Still at conference, so just a short plug for learning about which you speak.
Stephan Lewandowsky, who believes JFK shot at the moon landings and that’s why the globe has passed the tippling point, or something like that, has said a few words about statistics:
However, our conclusion that the effect [in yet another silly study] is “real” and not due to chance is inevitably accompanied by some uncertainty.
Here is the rub: if the significance level is .05 (5%), then there is still a 1 in 20 chance that we erroneously concluded the effect was real even when it was due to chance—or put another way, out of 20 experiments, there may be 1 that reports an effect when in fact that effect does not exist. This possibility can never be ruled out (although the probability can be minimized by various means).
In his favor, a lot of people who publish too many papers aimed at audiences who are eager to nod their heads sagely at the foibles of their inferiors make the same errors Lewandowsky does. They are widely replicated errors. Which proves that replication in science can often reinforce distortions.
If the significance level is 0.05 it only means that if the p-value is less than or equal to that number, and that you are allowed to declare “success” for your experiment, no matter how silly it is (see the Statistics section on this page for some doozies). What is a p-value? Unfortunately, the definition of this destructive beast is very difficult to remember, so difficult that it is easier to remember what it isn’t.
The p-value is the probability of seeing a statistic as large (in absolute) value as the one you actually did see, given: (1) the values of certain parameters in a model you are using to quantify uncertainty in the numbers are set to a pre-specified number (usually 0), (2) the model itself is unambiguously true, (3) the experiment that generated the data is replicated indefinitely, and (4) the data at hand is measured without error (or if it is measured with error, this error is modeled).
Each word of this cumbrous definition counts, which is why it is so difficult to memorize and to use properly.

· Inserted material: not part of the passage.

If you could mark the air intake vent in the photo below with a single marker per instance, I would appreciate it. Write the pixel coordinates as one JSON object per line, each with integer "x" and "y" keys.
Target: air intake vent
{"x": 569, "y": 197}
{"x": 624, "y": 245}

You are free to choose the model, the truth of which is usually unknown. For example, you are free to model your data using a hockey stick, even when that’s absurd. You will get a different p-value for every model. One model can give a non-publishable (i.e. significant) p-value, while a second model can give a publishable one. In statistics, there are many models one may choose in any situation. Their name is legion. Many scientists, psychologists in particular, tend to choose poorly.
Now, once you have the model in hand, you still have to pick a statistic. For any given model, there are many. Each statistic will give a different p-value. One statistic (inside a model) will give a non-publishable p-value, another statistic will give a publishable one.
On top of all this is the enormous latitude the scientist has to call the model/statistic pair he used to be relevant to the hypothesis he announces. It could be, and often is, this relationship is tenuous and that a direct reading of the model has little bearing on the “public” hypothesis. Almost always, the hypothesis about the real-life thing is confused and conflated with different hypotheses about the parameters of the model picked. This is not a small error: it is enormous and leads to wild over-certainty. Again, see that page for examples.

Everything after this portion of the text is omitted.